Danach sind sie am Fendstüberl vorbeigekommen, am Turm, am Seehaus, am Occam und in der Sieben und in noch ein paar Läden, und wie sie nach Mitternacht wieder beim Renato gelandet sind, hat der Hubsi gesagt, dann müssten sie eben die Nacht durchmarschieren, und der Jackie hat, weil er nicht mehr reden hat können, gestöhnt und sich am Tresen festgehalten und zum Wachwerden eine Bloody Mary bestellt.

In die Maxvorstadt sind sie einigermaßen schadlos gekommen, abgesehen von ein paar blöden Nasen auf der Leopoldstraße, die gefragt haben, ob sie die streikenden Busfahrer seien und ob es nicht besser wäre, selber zu streiken, statt ohne Fahrzeug auf der Busspur herumzutorkeln, sowie zwei Polizisten, die gemeint haben, in diesem Zustand sei auch das Zufußgehen verboten. Der Hubsi hat die Sache mit dem Treck erläutert, und da haben sie gesagt, sie sollten nur so schnell wie möglich aus ihrem Revier verschwinden.

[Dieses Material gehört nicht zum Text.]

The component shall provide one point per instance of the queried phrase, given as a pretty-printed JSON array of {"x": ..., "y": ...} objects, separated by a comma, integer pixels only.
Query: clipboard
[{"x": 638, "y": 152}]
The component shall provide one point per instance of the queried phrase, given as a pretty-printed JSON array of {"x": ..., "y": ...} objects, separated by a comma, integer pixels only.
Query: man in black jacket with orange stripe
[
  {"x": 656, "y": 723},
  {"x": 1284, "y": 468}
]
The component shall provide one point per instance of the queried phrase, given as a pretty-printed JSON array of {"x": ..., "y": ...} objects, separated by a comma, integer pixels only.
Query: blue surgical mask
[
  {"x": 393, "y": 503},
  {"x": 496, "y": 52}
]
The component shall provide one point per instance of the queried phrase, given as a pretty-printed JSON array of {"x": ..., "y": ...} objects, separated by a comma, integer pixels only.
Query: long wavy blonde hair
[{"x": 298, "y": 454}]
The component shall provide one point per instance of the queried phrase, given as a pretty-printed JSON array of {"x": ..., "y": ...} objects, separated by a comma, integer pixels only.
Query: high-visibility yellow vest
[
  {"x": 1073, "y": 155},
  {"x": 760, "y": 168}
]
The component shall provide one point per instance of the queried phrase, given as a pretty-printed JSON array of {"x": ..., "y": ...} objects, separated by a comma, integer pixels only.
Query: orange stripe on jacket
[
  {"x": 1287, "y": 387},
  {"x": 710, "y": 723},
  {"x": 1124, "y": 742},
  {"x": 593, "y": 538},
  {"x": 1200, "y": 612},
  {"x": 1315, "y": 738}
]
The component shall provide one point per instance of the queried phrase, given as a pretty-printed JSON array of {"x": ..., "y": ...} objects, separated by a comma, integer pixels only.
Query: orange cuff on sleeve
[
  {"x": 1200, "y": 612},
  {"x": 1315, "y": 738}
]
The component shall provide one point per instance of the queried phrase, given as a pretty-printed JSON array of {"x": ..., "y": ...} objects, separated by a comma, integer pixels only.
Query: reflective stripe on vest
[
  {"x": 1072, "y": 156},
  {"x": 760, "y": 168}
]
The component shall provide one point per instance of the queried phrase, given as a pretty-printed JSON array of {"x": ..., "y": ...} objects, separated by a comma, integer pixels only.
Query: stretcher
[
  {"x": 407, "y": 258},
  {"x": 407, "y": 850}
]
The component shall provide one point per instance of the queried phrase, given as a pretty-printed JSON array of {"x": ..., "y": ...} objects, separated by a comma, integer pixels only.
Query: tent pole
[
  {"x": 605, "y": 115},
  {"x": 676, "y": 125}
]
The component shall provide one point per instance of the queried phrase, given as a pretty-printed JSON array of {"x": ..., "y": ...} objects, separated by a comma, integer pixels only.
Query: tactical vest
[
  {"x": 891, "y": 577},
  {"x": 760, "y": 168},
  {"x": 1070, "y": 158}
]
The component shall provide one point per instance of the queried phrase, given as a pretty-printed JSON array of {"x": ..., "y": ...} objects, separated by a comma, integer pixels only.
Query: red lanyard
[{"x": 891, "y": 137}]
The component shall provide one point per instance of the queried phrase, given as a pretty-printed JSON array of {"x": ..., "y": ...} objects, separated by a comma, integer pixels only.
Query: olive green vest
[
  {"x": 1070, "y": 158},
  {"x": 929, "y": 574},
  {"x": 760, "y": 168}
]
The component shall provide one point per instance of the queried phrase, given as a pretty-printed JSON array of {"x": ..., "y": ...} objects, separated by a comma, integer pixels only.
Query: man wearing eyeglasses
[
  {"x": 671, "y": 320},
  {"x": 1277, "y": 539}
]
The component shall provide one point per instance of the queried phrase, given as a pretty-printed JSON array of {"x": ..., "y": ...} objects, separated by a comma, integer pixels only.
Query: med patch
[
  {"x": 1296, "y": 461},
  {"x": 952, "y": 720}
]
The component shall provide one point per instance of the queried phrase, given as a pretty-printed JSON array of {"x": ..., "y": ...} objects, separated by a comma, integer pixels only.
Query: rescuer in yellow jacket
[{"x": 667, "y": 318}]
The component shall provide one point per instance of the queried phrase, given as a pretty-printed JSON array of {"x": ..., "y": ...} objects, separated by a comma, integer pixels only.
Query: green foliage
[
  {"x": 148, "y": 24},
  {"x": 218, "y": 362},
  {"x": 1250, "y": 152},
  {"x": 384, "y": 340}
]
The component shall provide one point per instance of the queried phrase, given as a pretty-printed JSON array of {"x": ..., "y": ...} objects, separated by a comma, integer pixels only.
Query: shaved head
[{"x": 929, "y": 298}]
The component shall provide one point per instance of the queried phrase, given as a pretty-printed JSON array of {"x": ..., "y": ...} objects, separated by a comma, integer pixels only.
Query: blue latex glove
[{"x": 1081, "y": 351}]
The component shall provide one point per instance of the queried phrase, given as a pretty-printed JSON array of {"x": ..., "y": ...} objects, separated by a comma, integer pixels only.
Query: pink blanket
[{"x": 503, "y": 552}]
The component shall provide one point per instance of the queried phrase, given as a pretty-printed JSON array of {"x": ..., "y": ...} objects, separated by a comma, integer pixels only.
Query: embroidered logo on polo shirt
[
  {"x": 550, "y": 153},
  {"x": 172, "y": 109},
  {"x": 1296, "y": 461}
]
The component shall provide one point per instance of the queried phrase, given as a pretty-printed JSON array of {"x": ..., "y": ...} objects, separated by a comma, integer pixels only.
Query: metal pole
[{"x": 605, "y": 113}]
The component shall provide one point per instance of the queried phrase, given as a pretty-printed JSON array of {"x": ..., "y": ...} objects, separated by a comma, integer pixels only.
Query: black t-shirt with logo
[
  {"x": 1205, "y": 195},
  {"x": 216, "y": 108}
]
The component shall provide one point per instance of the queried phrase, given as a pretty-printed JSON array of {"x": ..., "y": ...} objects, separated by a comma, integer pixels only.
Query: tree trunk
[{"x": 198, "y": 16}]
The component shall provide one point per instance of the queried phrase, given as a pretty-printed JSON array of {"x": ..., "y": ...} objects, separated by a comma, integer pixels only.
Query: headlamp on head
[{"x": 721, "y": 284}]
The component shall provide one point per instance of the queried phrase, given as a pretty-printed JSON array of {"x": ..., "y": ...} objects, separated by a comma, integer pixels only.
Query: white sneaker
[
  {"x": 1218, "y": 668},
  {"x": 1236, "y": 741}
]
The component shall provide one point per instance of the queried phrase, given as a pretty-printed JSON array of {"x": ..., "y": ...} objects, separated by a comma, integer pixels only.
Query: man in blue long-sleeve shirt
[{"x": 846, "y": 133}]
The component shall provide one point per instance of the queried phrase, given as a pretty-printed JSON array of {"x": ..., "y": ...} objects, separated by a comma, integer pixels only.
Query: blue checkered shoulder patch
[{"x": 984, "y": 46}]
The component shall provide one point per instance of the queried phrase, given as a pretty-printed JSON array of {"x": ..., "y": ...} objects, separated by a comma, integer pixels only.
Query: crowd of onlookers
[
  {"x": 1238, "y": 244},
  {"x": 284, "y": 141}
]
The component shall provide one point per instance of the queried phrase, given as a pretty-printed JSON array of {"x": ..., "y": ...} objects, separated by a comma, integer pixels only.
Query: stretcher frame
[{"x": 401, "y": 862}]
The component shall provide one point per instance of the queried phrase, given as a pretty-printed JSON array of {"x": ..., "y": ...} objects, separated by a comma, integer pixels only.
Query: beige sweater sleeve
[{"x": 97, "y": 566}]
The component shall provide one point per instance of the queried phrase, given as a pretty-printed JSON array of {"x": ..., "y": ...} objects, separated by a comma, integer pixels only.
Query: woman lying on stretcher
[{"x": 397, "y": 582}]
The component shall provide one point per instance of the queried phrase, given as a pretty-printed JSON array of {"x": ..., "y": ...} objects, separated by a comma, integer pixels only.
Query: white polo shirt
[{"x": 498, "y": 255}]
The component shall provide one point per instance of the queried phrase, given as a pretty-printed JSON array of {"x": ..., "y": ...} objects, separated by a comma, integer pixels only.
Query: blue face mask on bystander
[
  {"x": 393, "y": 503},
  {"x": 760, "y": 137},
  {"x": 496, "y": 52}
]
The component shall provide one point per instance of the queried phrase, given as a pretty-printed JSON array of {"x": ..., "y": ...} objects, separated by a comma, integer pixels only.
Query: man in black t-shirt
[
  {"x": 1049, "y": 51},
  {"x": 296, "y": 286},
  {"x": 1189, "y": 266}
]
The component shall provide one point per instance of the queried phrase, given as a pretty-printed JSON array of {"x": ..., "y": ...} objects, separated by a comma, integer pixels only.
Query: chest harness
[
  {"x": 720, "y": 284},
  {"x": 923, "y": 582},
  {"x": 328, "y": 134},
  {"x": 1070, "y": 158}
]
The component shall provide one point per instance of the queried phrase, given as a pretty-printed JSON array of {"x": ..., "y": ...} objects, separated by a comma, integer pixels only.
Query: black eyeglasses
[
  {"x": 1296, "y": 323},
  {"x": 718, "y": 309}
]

Am Odeonsplatz ist es hell geworden, und der Jackie hat gemeint, es sei am ratsamsten, ein Radl zu klauen, weil er nicht mehr gehen könne, aber der Hubsi hat gesagt, das verstoße gegen die Tradition, weil es vor 200 Jahren noch kein Radl gegeben habe, außerdem sei es verboten, und er wolle keinesfalls den Anstich in irgendeiner Ausnüchterungszelle verbringen. Also sind sie irgendwie durch die Fußgängerzone hindurch und zum Sendlinger Tor, wo der Hubsi gesagt hat, es sei Zeit für ein Frühstück und die restliche Strecke an einem Tag locker zu schaffen.

Wie sie aus dem Pimpernel wieder herausgetorkelt sind, haben die zwei Amitouristinnen gemeint, sie wollten lieber erst ins Hotel und sich frischmachen, aber der Hubsi hat gesagt, auf dem weiteren Treck nach Westen gebe es noch einige Außenposten. Also sind sie bis Sonnenuntergang die Lindwurmstraße entlang und ein paarmal eingekehrt, dann ist der einen Amerikanerin schlecht geworden von den Weißwürsten und dem Lebkuchenherz, und die zweite hat am Goetheplatz ihre Schuhe verloren und nach ihrer Mama geheult. Der Jackie hat sie im Fischerstüberl so lange getröstet, bis sie unter den Tisch gerutscht ist, dann ist er selber runter und irgendwann wieder aufgewacht und hat gemerkt, er ist allein.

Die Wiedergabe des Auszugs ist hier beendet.